As the Ohio Oil and Gas Association’s Matt Hammond told the Columbus Dispatch:
“Anti-oil and gas groups push this false narrative that we don’t care. We do care; this is not just where we work, this is home, and that is why safety always comes first. We have and will continue to advocate for laws and policies like Senate Bill 315, that make Ohio the toughest, fairest and most transparent regulatory framework in the country.”
S.B. 315 specifies that records of the amount, concentration, and chemical composition of fracking fluids be made available to state regulators and officials, as well as physicians, should a need arise. Nothing in the bill prevents people who need the information from getting access to it, so long as they follow the same state and federal trade secret protections used in a wide range of industries.
It’s laws like this that PPI ignores as it cranks out another report raising worries about fracking.
The trouble is, PPI never shows that fracking chemicals—let alone those it calls “secret” because they’re protected as proprietary—cause health or safety problems. Instead, the report presumes that any exposure would result in health harms and then tries to suggest ways such exposure would occur. The result is a conclusion studded with words like “could,” “might,” and “likely.” The group sums up its logic:
“Fracking chemical risks, including risks from secret chemicals, have likely grown in Ohio because of increases in the amount of drilling.”
However, as OOGA and others point out, concerns about chemical exposure through fracking have already been addressed by the industry, which operates under strict regulations in Ohio and elsewhere.
It’s no secret.
Throughout the report, PPI points to the chemicals as being “secret,” ignoring the fact that even fracking additives labeled proprietary trade secrets are still disclosed to key parties, including the U.S. Environmental Protection Agency, state environmental agencies, first responders, and medical staff upon request.

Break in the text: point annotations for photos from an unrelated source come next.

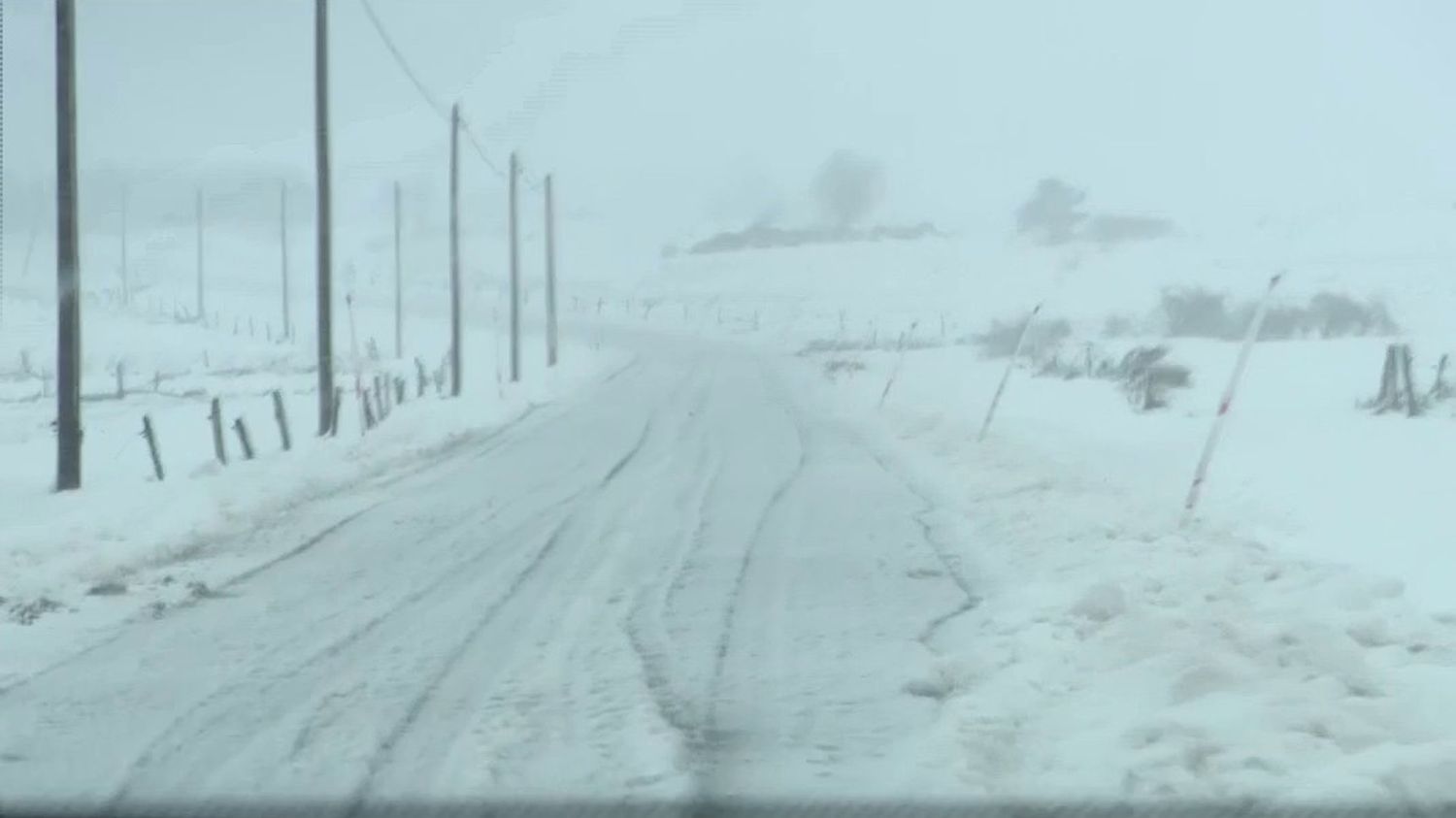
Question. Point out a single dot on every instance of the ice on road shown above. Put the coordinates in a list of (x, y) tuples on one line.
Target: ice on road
[(686, 581)]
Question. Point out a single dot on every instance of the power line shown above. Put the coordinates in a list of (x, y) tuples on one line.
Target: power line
[(424, 92), (404, 64)]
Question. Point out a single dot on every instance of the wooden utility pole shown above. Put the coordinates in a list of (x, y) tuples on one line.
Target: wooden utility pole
[(550, 276), (201, 302), (282, 256), (515, 271), (399, 285), (454, 249), (320, 133), (67, 259)]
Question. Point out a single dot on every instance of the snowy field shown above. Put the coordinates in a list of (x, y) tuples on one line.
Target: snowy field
[(1295, 642)]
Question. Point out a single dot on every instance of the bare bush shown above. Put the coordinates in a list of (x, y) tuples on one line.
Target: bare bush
[(1336, 314), (847, 188), (836, 367), (1196, 313), (1111, 229), (1147, 377), (1118, 326), (1202, 313), (1050, 215), (1001, 340)]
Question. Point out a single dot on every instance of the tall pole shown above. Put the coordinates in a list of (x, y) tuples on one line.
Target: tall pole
[(201, 302), (282, 256), (550, 276), (454, 249), (125, 277), (399, 287), (320, 133), (67, 259), (515, 274)]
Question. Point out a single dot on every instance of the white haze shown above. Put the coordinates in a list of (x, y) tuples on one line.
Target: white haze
[(672, 118)]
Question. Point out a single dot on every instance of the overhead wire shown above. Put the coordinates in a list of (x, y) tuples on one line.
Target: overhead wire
[(433, 102)]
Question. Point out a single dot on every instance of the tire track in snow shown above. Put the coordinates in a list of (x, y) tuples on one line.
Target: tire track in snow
[(168, 742), (712, 736), (584, 503), (651, 651), (943, 552), (427, 462)]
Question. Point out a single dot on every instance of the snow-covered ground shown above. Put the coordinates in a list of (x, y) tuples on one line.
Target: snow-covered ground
[(1012, 617)]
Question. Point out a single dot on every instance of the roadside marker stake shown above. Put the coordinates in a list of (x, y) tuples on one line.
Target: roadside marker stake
[(1202, 474)]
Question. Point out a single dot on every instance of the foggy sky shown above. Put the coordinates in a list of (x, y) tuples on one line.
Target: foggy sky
[(725, 108)]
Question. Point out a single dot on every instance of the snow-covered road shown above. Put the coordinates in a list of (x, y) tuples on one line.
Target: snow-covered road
[(686, 581)]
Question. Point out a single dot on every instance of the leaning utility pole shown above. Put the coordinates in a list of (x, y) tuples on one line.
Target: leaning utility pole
[(515, 274), (399, 287), (67, 259), (550, 276), (320, 133), (454, 249), (125, 279)]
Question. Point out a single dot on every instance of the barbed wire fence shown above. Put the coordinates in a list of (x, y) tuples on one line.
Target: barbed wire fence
[(242, 204)]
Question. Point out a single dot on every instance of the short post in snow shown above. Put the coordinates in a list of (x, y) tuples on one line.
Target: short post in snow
[(1411, 407), (281, 415), (150, 433), (242, 439), (369, 410), (900, 360), (550, 276), (1010, 364), (334, 410), (218, 442), (515, 267), (1249, 338)]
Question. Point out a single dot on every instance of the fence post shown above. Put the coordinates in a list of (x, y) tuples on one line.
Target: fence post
[(148, 431), (201, 300), (515, 268), (550, 277), (454, 249), (1411, 408), (399, 285), (334, 410), (281, 413), (244, 440), (218, 442), (1386, 399), (369, 410)]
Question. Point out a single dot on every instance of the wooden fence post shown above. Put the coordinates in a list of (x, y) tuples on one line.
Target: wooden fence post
[(1411, 407), (369, 410), (281, 413), (148, 431), (242, 439), (218, 442), (334, 410)]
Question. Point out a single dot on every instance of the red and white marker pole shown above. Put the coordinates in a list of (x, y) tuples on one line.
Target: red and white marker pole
[(1001, 387), (1196, 489)]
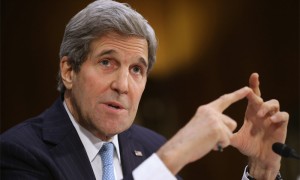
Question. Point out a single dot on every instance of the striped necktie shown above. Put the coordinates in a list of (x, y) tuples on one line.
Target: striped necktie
[(107, 154)]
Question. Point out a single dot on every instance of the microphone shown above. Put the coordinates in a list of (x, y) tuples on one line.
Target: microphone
[(284, 151)]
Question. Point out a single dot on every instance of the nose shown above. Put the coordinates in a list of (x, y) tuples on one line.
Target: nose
[(120, 82)]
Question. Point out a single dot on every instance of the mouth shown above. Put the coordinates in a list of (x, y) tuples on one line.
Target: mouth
[(115, 105)]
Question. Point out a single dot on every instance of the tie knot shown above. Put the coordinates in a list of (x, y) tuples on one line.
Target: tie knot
[(106, 153)]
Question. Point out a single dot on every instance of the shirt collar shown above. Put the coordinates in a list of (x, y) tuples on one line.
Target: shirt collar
[(91, 143)]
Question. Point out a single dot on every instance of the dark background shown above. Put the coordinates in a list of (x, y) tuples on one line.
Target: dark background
[(238, 38)]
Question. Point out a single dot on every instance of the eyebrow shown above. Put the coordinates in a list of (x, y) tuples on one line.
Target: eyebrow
[(111, 51)]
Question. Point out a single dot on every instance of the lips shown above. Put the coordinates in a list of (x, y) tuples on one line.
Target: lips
[(115, 105)]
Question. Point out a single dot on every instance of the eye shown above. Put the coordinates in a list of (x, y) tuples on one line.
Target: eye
[(137, 70), (105, 62)]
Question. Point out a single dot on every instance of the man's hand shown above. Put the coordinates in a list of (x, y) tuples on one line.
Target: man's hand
[(202, 133), (264, 124)]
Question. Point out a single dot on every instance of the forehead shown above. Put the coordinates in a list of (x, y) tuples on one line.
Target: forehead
[(114, 41)]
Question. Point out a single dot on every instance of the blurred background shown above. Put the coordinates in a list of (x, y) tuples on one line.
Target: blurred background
[(206, 49)]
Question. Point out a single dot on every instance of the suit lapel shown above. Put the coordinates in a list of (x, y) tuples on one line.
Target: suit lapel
[(132, 153), (66, 148)]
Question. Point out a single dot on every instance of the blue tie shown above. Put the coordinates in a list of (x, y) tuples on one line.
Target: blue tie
[(107, 153)]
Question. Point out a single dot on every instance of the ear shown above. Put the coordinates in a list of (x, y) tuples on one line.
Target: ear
[(66, 72)]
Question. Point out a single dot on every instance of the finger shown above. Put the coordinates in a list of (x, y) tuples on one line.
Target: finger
[(226, 100), (230, 123), (224, 140), (254, 83), (268, 108), (254, 99), (280, 117)]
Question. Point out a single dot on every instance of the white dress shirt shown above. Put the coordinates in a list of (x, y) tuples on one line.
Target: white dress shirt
[(151, 168)]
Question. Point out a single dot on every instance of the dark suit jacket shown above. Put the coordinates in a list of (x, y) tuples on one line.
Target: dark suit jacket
[(48, 147)]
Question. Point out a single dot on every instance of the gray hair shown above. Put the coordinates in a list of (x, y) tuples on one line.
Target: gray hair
[(96, 20)]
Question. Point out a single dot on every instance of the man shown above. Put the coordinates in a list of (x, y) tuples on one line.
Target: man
[(106, 54)]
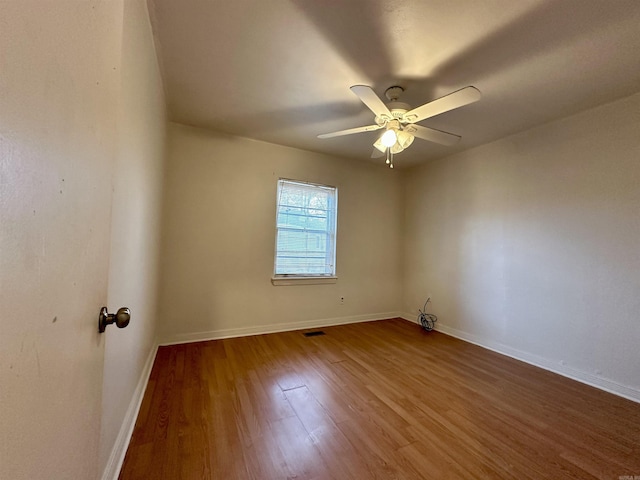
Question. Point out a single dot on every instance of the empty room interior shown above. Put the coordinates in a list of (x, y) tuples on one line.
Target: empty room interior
[(390, 239)]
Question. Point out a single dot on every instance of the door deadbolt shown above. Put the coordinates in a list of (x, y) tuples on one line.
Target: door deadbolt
[(121, 318)]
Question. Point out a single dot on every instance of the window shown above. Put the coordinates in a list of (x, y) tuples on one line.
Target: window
[(305, 230)]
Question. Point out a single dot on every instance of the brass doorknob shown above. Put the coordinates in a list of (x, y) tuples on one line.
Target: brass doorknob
[(121, 318)]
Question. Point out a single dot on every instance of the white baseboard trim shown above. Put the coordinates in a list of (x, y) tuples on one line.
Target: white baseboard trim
[(574, 374), (274, 328), (119, 450)]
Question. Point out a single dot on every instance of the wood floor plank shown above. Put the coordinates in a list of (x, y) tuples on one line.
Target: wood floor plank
[(376, 400)]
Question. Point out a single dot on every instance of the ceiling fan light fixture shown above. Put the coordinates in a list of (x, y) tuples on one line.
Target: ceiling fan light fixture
[(404, 139), (389, 138)]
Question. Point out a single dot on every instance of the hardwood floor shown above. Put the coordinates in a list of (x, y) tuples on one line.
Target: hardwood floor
[(375, 400)]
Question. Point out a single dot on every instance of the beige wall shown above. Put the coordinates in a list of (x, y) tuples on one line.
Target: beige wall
[(219, 238), (81, 122), (59, 85), (135, 233), (530, 245)]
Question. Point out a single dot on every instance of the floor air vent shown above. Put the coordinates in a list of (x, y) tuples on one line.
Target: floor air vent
[(313, 334)]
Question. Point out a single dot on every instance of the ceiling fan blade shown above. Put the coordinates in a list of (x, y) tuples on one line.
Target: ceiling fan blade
[(432, 135), (339, 133), (371, 100), (454, 100)]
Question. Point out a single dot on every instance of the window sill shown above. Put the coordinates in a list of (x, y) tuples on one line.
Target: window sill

In fact, the report is forced to admit that state law already includes numerous chemical reporting requirements. For instance, Ohio law requires well owners to disclose to the Ohio Department of Natural Resources or to the department and FracFocus, a publicly accessible database, fracking chemicals added to a well within 60 days of completion.
These same agencies reported this summer that they had received relatively few health complaints from the shale industry—less than five per year – and research by the University of Cincinnati finding that air and groundwater are not being impacted by nearby oil and natural gas development.
PPI’s conclusion presents a list of policy recommendations. Most of them are already covered through S.B. 315, except the last one, which argues that Ohio should give communities the right to stop oil and gas development in their area. Including such an argument that has been repeatedly and overwhelmingly rejected by courts and voters shows this report’s true intention: It’s merely another agenda-driven attempt at stopping the energy revolution that is revitalizing Ohio, Pennsylvania, and the broader region.